Hi,
I'm new here, so please excuse me for violation of local rules, if this
happens. 

First, I've seen this problem here, it is more or less the same:
http://r.789695.n4.nabble.com/RUGARCH-bootstrap-fitting-error-presigma-length-td4634470.html
 
<http://r.789695.n4.nabble.com/RUGARCH-bootstrap-fitting-error-presigma-length-td4634470.html>
 
However, I have the newest version (I suppose so) 1.4-1 of rugarch package,
and the error is still in place. I think, there is a problem with my code
then. So, any help would be appreciated greatly. 

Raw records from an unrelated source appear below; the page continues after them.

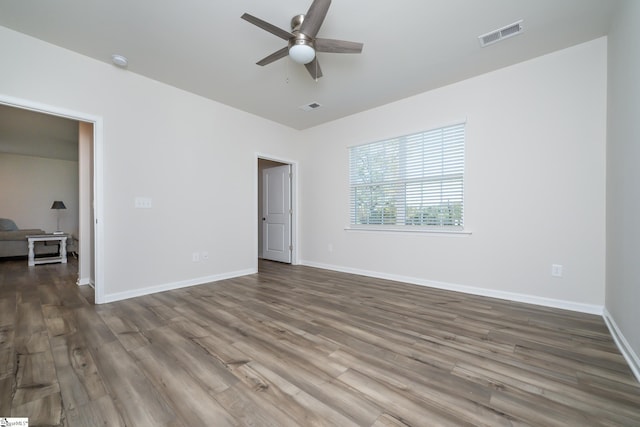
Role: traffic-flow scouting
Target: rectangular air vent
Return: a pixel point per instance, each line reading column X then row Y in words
column 500, row 34
column 311, row 106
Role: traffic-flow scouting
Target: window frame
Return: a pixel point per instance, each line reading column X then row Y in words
column 447, row 171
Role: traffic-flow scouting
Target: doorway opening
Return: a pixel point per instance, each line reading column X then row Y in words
column 89, row 189
column 275, row 210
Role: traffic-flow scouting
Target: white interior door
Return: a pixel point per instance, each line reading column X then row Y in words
column 276, row 214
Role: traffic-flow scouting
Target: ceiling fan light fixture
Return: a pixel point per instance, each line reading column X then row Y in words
column 302, row 53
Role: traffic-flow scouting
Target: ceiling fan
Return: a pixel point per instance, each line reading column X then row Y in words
column 302, row 42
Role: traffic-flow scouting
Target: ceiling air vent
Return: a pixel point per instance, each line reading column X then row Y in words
column 500, row 34
column 311, row 106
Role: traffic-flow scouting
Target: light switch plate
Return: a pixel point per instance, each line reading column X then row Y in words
column 143, row 203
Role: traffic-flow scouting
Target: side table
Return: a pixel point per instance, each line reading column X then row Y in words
column 62, row 252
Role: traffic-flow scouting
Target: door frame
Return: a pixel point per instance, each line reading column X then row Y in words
column 98, row 241
column 294, row 202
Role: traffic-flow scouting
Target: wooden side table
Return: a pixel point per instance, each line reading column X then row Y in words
column 62, row 252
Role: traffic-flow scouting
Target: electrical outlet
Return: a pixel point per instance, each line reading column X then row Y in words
column 556, row 270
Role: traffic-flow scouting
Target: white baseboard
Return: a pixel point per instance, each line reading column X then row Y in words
column 511, row 296
column 83, row 281
column 175, row 285
column 625, row 348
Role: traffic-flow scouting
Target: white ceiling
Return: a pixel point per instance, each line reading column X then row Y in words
column 410, row 46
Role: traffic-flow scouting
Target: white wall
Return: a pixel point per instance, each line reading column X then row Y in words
column 28, row 187
column 194, row 157
column 623, row 176
column 535, row 184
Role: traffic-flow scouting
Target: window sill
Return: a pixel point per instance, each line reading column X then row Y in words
column 409, row 231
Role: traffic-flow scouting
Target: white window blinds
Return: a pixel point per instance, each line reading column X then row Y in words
column 411, row 181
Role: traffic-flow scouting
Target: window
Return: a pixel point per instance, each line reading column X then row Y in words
column 410, row 182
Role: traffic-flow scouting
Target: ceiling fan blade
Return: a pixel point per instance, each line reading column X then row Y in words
column 314, row 69
column 314, row 17
column 286, row 35
column 274, row 56
column 337, row 46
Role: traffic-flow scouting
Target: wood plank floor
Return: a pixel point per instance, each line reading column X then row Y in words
column 298, row 346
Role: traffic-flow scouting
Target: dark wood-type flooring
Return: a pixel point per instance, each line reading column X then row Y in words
column 298, row 346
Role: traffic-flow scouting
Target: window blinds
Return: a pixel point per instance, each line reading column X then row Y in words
column 415, row 180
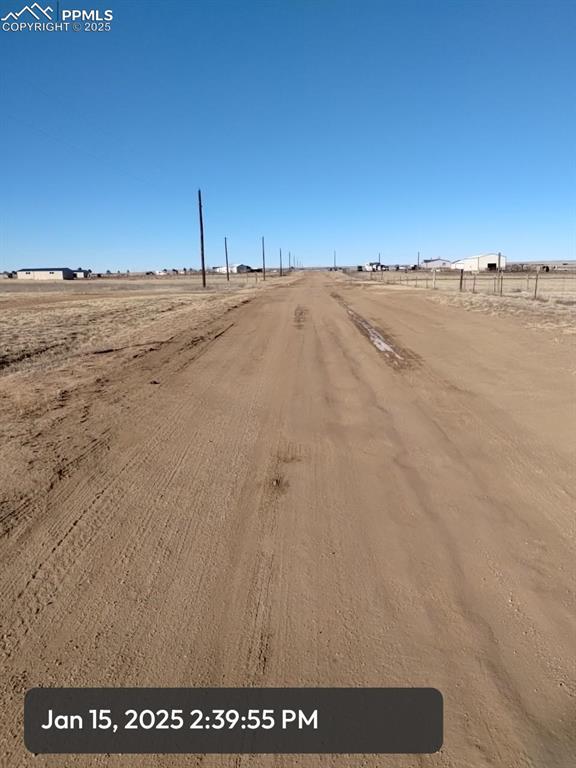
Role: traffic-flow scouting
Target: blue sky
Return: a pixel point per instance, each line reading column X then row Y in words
column 447, row 128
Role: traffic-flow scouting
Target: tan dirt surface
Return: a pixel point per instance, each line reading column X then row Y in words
column 289, row 506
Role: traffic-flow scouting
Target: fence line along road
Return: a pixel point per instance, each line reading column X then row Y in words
column 542, row 285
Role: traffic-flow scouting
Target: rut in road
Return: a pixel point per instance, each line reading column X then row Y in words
column 289, row 509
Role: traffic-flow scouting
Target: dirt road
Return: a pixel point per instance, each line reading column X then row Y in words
column 289, row 505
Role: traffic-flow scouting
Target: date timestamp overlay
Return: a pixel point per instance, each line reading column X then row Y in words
column 233, row 720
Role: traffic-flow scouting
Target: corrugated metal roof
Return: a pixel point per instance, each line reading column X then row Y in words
column 49, row 269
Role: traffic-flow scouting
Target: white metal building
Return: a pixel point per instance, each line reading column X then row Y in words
column 490, row 262
column 46, row 273
column 436, row 264
column 234, row 269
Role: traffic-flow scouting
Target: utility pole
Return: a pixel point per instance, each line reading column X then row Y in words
column 263, row 260
column 202, row 239
column 226, row 252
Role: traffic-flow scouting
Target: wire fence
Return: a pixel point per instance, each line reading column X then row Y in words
column 537, row 285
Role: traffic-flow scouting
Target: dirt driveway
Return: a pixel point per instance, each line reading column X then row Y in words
column 290, row 504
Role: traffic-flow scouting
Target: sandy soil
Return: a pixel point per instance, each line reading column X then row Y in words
column 263, row 497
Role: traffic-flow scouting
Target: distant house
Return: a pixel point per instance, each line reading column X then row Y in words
column 234, row 269
column 435, row 264
column 46, row 273
column 490, row 262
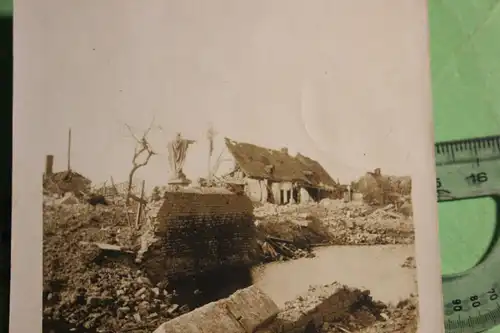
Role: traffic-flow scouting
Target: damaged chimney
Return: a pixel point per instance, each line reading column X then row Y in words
column 49, row 165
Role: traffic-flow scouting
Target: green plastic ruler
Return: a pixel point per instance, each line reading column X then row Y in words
column 466, row 101
column 469, row 169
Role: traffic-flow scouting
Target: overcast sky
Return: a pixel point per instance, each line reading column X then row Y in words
column 338, row 81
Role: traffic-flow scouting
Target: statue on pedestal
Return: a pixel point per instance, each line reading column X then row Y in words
column 177, row 150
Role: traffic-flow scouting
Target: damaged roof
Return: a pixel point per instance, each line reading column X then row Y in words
column 277, row 165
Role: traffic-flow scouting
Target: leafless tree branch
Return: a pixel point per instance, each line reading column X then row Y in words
column 143, row 147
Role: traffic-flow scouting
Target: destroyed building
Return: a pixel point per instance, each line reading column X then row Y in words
column 62, row 182
column 275, row 176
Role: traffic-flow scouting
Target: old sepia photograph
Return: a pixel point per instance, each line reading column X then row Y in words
column 228, row 166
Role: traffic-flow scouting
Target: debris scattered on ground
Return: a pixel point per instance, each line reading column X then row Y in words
column 91, row 283
column 340, row 309
column 409, row 263
column 291, row 231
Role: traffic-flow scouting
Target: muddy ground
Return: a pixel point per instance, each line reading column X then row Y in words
column 89, row 289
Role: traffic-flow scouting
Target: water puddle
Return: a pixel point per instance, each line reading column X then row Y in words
column 377, row 268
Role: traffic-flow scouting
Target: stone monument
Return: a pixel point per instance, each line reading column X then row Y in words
column 177, row 150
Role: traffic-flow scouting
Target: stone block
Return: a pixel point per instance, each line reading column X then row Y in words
column 252, row 308
column 243, row 312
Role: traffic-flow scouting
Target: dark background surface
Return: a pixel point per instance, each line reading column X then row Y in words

I'm trying to forecast some financial returns with so-called copula-garch
method. When I run the code woth ARMA(1,1) - it's ok, but with ARMA(2+, q)
it returns:
"Error in .sgarchpath2(spec = spec, n.sim = n.sim, n.start = n.start, m.sim
= m.sim,  : 
ugarchpath-->error: presigma must be of length 2"

Here is the simulation part of the code (originally taken from here with
minor changes of distribution model and a bit more:
http://www.unstarched.net/r-examples/rugarch/simulated-rolling-forecast-density/
 
<http://www.unstarched.net/r-examples/rugarch/simulated-rolling-forecast-density/>)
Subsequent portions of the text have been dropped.